Manage collections of different types with GCstar

Collector's Item

Article from Issue 164/2014
Author(s):

If you have a passion for collecting things, the smart GCstar tool can help you keep track of your treasures.

From license plates and lunch boxes to movies and magazines: Ultimately, you can collect virtually anything. However, as time passes, particularly zealous collectors often lose track of which treasures their collection includes and which are still missing. To avoid this situation, you only need two things: Linux and the GCstar collection management tool.

GCstar can be found in the repositories of most distributions and thus easily installed on your hard disk with just a few mouse clicks. If the distribution you are using does not include GCstar, you can find the source code for the program, including detailed installation instructions, on the website [1]. After completing the install, you can find the GCstar program and launcher under the Office submenu.

Well Prepared

When the software is first launched, it asks what kind of collection you want to manage. To do this, GCstar opens a selection list with a number of predefined collection types (Figure 1). If you cannot find your collection genre in the templates, you can design your own structure by pressing the New collection type button. Then, in an uncluttered window, you can create a matching database.

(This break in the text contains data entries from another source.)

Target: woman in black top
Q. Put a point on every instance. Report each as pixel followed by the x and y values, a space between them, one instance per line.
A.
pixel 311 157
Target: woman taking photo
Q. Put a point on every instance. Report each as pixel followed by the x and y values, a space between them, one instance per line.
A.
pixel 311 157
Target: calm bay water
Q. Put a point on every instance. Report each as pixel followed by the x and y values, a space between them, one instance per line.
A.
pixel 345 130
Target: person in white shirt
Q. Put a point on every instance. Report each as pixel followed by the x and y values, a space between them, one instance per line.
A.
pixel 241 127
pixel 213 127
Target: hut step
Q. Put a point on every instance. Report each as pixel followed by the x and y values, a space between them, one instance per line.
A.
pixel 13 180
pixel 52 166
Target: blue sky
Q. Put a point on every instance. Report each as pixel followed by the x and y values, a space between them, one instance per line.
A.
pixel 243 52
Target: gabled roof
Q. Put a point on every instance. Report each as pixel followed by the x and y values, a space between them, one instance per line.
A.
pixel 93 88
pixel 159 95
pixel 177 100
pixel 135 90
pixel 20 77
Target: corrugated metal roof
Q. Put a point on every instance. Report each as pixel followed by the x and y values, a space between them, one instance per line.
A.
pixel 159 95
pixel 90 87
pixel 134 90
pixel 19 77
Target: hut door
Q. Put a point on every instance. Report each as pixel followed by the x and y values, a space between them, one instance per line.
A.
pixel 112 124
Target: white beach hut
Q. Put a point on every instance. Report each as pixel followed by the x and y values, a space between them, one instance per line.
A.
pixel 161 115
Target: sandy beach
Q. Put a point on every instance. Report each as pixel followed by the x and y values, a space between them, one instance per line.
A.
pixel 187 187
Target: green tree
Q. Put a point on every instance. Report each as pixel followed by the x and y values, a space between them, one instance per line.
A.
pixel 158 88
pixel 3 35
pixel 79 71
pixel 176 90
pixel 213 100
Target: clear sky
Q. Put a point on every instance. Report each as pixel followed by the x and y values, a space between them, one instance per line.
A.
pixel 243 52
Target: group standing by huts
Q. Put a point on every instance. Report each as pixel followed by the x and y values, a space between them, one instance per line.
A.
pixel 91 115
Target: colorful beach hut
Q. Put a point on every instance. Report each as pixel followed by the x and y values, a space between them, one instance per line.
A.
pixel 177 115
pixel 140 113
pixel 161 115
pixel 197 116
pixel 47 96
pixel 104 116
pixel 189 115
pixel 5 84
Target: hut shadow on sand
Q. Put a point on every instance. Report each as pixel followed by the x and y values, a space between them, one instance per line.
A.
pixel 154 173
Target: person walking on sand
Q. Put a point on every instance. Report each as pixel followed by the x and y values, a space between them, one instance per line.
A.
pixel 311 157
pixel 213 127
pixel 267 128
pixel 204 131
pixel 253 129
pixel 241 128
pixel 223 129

Figure 1: GCstar comes with templates for various types of collections.

All predefined types already have an individual database structure, so you can just start typing. For example, you can add a Movies collection record to the system by enabling the existing template. GCstar points out, in a somewhat convoluted way, that you should respect the intellectual property rights of third parties and then displays two horizontal menu and button bars at the top of the screen with various management and navigation options.

After pressing the + Add Movie button, you can enter the first movie. To let you do this, the software opens the existing database structure with the individual fields in the right panel of the program window, while the panel on the left shows you the movies you have already entered in a list view. To keep the view from becoming too confusing, the developers have divided the database into different categories. In the program window, these are represented by the tabs General, Details, Lending, and Tags.

Start by entering the movie title in the General tab's input box containing New movie. Then, press the Fetch Information button on the right to search the Internet. GCstar queries several online databases for the title you entered and displays the result in another small window.

After fetching the information from the chosen database, select one of the proposals and click OK to add the corresponding data to your database; if available, this information includes a synopsis and other relevant data, such as the release date, director, running time, and age rating where appropriate. If multiple editions of the same movie exist, you can use the preview feature to show the individual editions and then select the correct one (Figure 2).

Figure 2: James Bond is happy to be integrated with GCstar.

To help you select an online source, GCstar offers a large number of international databases. You can access the selection menu by pressing the wrench or sliders icon (Set your preferences) in the toolbar. In the Preferences window, now select the Internet tab on the left and open the selection box Site to retrieve data from in the Data import section.

If you set the option Ask (All sites) here, the software provides you with a list of existing online databases when you access a movie title via the Fetch Information button. GCstar also displays the language, so you can easily choose the right source(s). If you want to make one of the data sources your default for Internet searches, just check the Use selected site for future searches box.

After downloading the information, you can manually enter any missing information – such as the age rating, the genre, and the movie's country of origin. Once you have completed the data, save the database by pressing the floppy disk button (Save) and specifying the path and file name.

Audio Tracks and Subtitles

Recent movies produced abroad usually come with several audio tracks on the DVD or Blu-ray disk. Additionally, the disks often have subtitle tracks in addition to audio-synchronization in different languages. To record this data in the collection management tool, you need to enter the appropriate subtitle and language variants in GCstar.

Just change to the Details tab in the program window and expand the Languages line. Then, you can enter the relevant data in the Audio and Subtitles fields. Similarly, you can make entries below Country and Genre in the General tab – many online databases do not provide this information. GCstar applies the data without having to press Save.

Play

You can link movie files on the hard disk or other storage media with GCstar and play them directly from within the software. To begin playing the movie in GCstar, change to the Details tab and press Select File to the right of the Video file input field. Then, select the desired video file in the file browser. Next, press the Play button on the right to view the movie. If nothing happens, you might have a problem with the configuration of your movie player software.

Because GCstar accesses third-party programs to play media, you need to link the movie player you use with the software. To do this, open the Preferences menu again and in the Paths tab select the entry Override default programs. Pressing the Set Programs button opens another window in which you define the corresponding viewers or players for each media type (Figure  3).

Figure 3: You need to link the player software separately with GCstar for seamless content playback.